Yes, this is another of my favorite words. Don't ask.

Turpitude comes from the Latin "turpis" for "base or vile" and "tude", the suffix which makes the adjective into a participle. And that makes this word as clear as mud. We all have a general understanding of what base and vile mean, but now its important to know what these words really mean. So, for the meta level we have vile, which comes from the Latin "vilis" for "of little worth, base or cheap" but which has come to mean things associated with the poor of the Dark Ages (wretched, filthy, repulsive, etc.) and base, which comes from the Latin "basus" for physically low or short, and which has come to have a similar connotation as with those of low birth (not refined, worthless, morally low). Ok, so back to turpitude. While base and vile etymologically have no origin in depravity, the ongoing association with the individual who were literally base or vile tended to create that connotation and it stuck, not just to base and vile, but by extension to turpitude. The irony is that as now the moral depravity is implied, turpitude is usually paired with moral in an almost redundant fashion. Moral turpitude, as if there is another kind of depravity. Could we really fathom political turpitude? isn't that really moral/ethical anyway. economic turpitude? that just sounds implausible. But ultimately, this is just another connotative association from something of little worth to people without money to what people without money may be forced to do by society a millenium ago to just that conduct generally and finally to a moral issue. Naturally.

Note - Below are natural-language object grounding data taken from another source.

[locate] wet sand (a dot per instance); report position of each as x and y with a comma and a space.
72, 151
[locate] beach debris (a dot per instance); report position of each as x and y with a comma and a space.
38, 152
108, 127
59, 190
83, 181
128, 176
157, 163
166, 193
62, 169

As usual, turpitude applies to people and the activities of people almost exclusively. It's kinda hard for my cat to engage in an immoral act, but I suppose it is possible. Let's not go there either. So, the Pennsylvania school authorities maintained the right to fire a teacher for moral turpitude. This was how it actually expressed its right, amusingly for an educational system using the redundancy, and it is still just as vague now as it was then. Adultery, while still on the books as an offense, is no longer actionable for divorce as an independent cause, and therefore, socially, may no longer be considered turpitude. True, although esoteric. Miscreant youths loitering in the mall for shops to close in order to mug the last customers engage in a unique form of turpitude. It is turpitude, however, to misuse a word? Depend of how egregious the misuse. Misusing well and good? probably. Failing to use the subjunctive tense? definitely!

1 comment:

cara said...

A useful one for me. As I have not come across "turpitude" very often I had taken it to be more literally related to "turbid" and hence meaning morally murky or confusing. I.e. when someone is put in a difficult or compromising position and subsequently acts immorally, as opposed to things that are blatantly wrong. But I think you're right and this is just an impression I had brought to it based on the constant pairing of the redundant "moral" with turpitude.